New research reveals the fungal pathogen devastating commercial banana crops around the world did not evolve from the strain that wiped out Gros Michel bananas in the 1950s.
Virulence of the new strain, Fusarium oxysporum f.sp. cubense (Foc) tropical race 4 (TR4), seems to be driven by genes associated with the production and detoxification of nitric oxide.
The study appears in Nature Microbiology.
“The kind of banana we eat today is not the same as the one your grandparents ate,” says Li-Jun Ma, professor of biochemistry and molecular biology at the University of Massachusetts Amherst, US, and the paper’s senior author.
“Those old ones, the Gros Michel bananas, are functionally extinct, victims of the first Fusarium outbreak in the 1950s.”

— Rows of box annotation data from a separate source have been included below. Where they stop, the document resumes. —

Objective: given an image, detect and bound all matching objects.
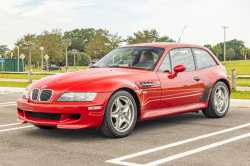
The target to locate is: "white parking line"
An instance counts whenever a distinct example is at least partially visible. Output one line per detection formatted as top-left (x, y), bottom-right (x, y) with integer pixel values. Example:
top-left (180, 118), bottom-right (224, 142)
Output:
top-left (0, 126), bottom-right (34, 133)
top-left (0, 102), bottom-right (17, 107)
top-left (0, 104), bottom-right (16, 107)
top-left (145, 133), bottom-right (250, 166)
top-left (0, 101), bottom-right (16, 105)
top-left (105, 123), bottom-right (250, 166)
top-left (0, 123), bottom-right (21, 127)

Gros Michel were replaced with the Cavendish variety, which remains the most popular commercially available banana today. But, since the outbreak of TR4 in 1990s, scientists have been working tirelessly to prevent history from repeating itself.
Ma and colleagues sequenced and compared 36 different Foc strains collected around the globe. They determined that TR4 uses accessory genes associated with fungal nitric oxide to invade its banana host.
They could greatly reduce the virulence of Foc TR4 by knocking out 2 genes that control nitric oxide production.
“Identifying these accessory genetic sequences opens up many strategic avenues to mitigate, or even control, the spread of Foc TR4,” says Ma.
However, to Ma, the ultimate problem facing bananas is the practice of monocropping.
“When there’s no diversity in a huge commercial crop, it becomes an easy target for pathogens,” she says.